Should this work?

Manu turkeyman at gmail.com
Thu Jan 9 06:07:36 PST 2014


This works fine:
  string x = find("Hello", 'H');

This doesn't:
  string y = find(retro("Hello"), 'H');
  > Error: cannot implicitly convert expression (find(retro("Hello"), 'H'))
of type Result!() to string

Is that wrong? That seems to be how the docs suggest it should be used.

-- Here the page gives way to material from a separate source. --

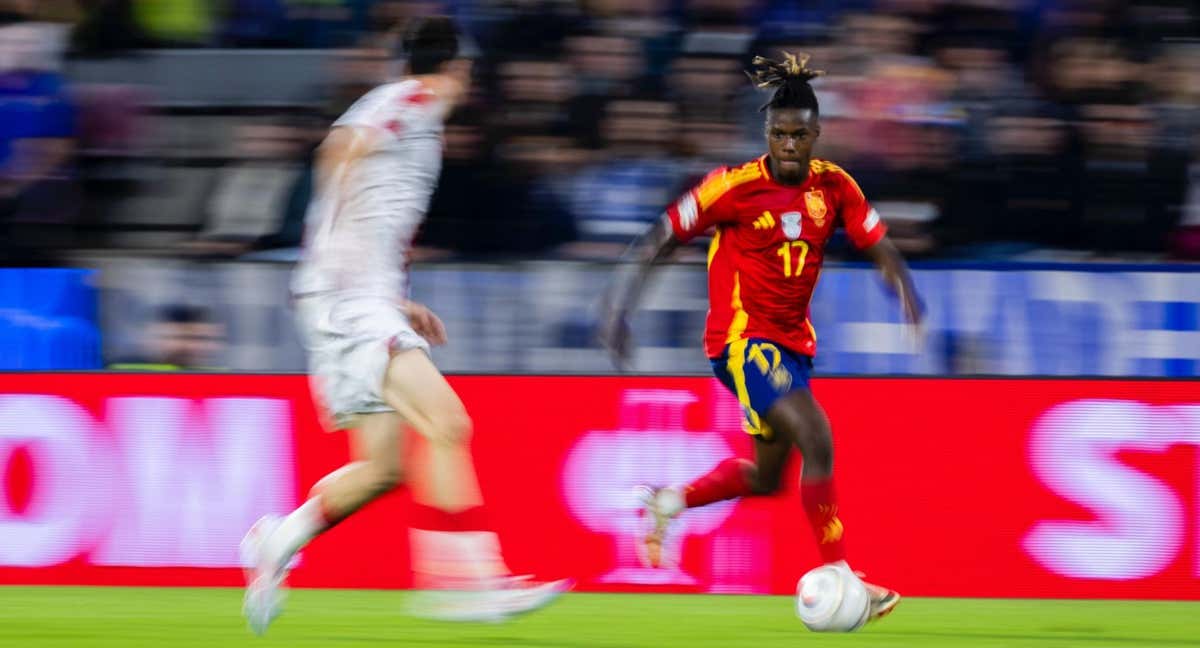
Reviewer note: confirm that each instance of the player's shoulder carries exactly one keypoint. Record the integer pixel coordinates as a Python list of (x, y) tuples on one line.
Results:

On a side note, am I the only one that finds std.algorithm/std.range/etc
for string processing really obtuse?
I can rarely understand the error messages, so say it's better than STL is
optimistic.
Using std.algorithm and std.range to do string manipulation feels really
lame to me.
I hate looking through the docs of 3-4 modules to understand the complete
set of useful string operations (std.string, std.uni, std.algorithm,
std.range... at least).
I also find the names of the generic algorithms are often unrelated to the
name of the string operation.
My feeling is, everyone is always on about how cool D is at string, but
other than 'char[]', and the builtin slice operator, I feel really
unproductive whenever I do any heavy string manipulation in D.
I also hate that I need to import at least 4-5 modules to do anything
useful with strings... I feel my program bloating and cringe with every
gigantic import that sources exactly one symbol.